A: I'd slow it down. First, "mess" is often a reading problem — it's harder to read code than to write it, so old code always looks worse than it is. Second, a rewrite throws away years of bug fixes and recreates them from scratch; bad design also tends to survive translation, so a mess in one language is frequently a mess in the next. I'd ask: is the pain the language or just the design? If it's design, we refactor in place — far cheaper. If we truly must replace it, we do it incrementally with a strangler fig, never a big-bang. The canonical warning here is Joel Spolsky's "Things You Should Never Do," where Netscape's from-scratch rewrite handed the browser market to Microsoft.

Signals: Reflexively prefers refactor-or-wrap over rewrite, knows the Spolsky/Netscape lesson, distinguishes language pain from design pain.


Q3. Explain the strangler fig pattern.

A: Named by Martin Fowler after a vine that grows around a host tree until the tree dies and the fig stands in its place. You put a facade — a router, gateway, or proxy — in front of the existing system, and initially it forwards 100% of traffic to the old code. Then you replace functionality one slice at a time: build the new-language version of a slice, route that slice to it, leave everything else on the old system. The old system shrinks as the new one grows, and at no single moment does the whole thing switch over. When nothing routes to the old system anymore, you delete it.
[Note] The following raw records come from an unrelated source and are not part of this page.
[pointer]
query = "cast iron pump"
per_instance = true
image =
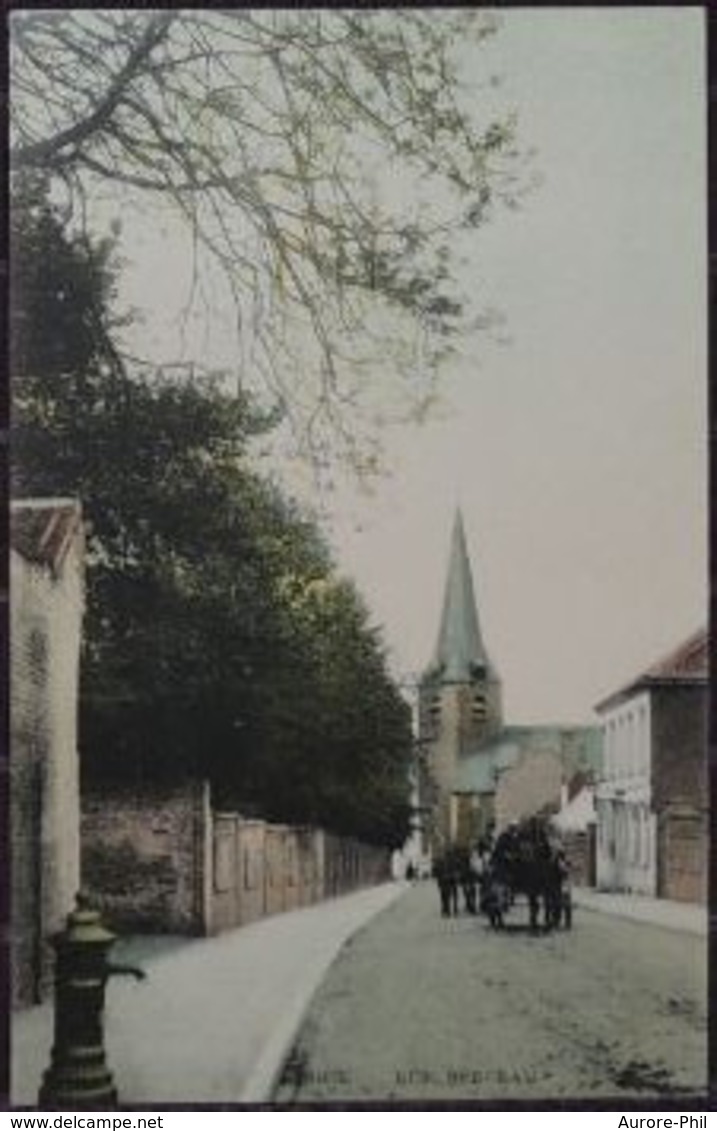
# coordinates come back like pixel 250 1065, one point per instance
pixel 78 1075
Signals: Can name the pattern, explain the facade as the control point, and articulate that the value is never being all-or-nothing. Bonus for noting you can roll a slice back by flipping the routing rule.


Q4. Why do big-bang rewrites fail so reliably?
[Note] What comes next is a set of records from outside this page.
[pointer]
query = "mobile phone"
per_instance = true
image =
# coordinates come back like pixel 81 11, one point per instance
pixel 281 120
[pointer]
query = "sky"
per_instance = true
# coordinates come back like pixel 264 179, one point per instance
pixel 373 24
A: Three mechanisms. One, the feature freeze: while you rewrite, the old system can't get features without building them twice, so the business stalls for months or years — that's what killed Netscape. Two, the moving target: the old system keeps changing (bug fixes, new regulations), so the rewrite chases a spec that won't hold still. Three, the all-new-bugs cliff: on cutover day you replace a system full of battle-tested edge-case fixes with one that has none, so every edge case re-breaks at once, in production, under full load. Incremental migration avoids all three.

Signals: Gives mechanisms, not just "it's risky." Connecting the feature freeze to a real outcome (Netscape) is a strong sign.
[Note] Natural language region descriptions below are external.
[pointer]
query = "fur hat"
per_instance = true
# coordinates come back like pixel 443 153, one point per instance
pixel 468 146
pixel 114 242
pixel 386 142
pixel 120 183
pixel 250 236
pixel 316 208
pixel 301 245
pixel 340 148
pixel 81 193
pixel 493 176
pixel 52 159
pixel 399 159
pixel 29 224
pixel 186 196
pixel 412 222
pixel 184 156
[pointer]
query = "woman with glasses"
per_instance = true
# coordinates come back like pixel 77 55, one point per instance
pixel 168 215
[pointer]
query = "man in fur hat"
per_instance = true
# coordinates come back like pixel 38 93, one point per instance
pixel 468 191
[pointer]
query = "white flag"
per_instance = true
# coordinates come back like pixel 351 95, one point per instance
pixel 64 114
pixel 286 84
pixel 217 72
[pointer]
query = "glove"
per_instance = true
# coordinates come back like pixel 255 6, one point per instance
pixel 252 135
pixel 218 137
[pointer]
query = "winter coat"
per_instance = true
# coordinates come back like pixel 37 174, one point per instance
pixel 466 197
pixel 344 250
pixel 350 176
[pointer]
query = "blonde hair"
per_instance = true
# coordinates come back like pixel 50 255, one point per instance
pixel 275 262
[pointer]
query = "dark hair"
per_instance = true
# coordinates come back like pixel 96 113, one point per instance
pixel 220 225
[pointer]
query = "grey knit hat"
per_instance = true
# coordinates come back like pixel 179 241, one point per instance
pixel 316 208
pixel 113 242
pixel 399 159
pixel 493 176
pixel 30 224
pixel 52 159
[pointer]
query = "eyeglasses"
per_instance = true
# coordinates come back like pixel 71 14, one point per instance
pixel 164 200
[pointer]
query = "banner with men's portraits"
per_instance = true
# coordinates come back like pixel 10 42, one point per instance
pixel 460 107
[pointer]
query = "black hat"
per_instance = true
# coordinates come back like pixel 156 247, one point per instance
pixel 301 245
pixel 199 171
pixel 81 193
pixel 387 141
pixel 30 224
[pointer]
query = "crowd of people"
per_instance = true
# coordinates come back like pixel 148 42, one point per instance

Section B — Mechanics (5-8)

Q5. How would you migrate a single service from Python to Go?

A: Incrementally, behind a facade. (1) Put a router in front of the Python service; day one it forwards everything to Python — no behavior change, but now I have a control point. (2) Pick the first slice: a read-only, low-risk, high-traffic endpoint, so there's no data-corruption risk and the shadow comparison gathers data fast. (3) Build the Go version and shadow it — mirror live traffic to both, return Python's answer to users, diff the responses in the background, and fix Go until the diff is near zero on real data. (4) Cut over by flipping the routing rule, keeping instant rollback ready, and ramp 1%→10%→100%. (5) Repeat endpoint by endpoint, saving write paths and money-touching paths for last. (6) Delete Python when nothing routes to it. Crucially, feature work never freezes.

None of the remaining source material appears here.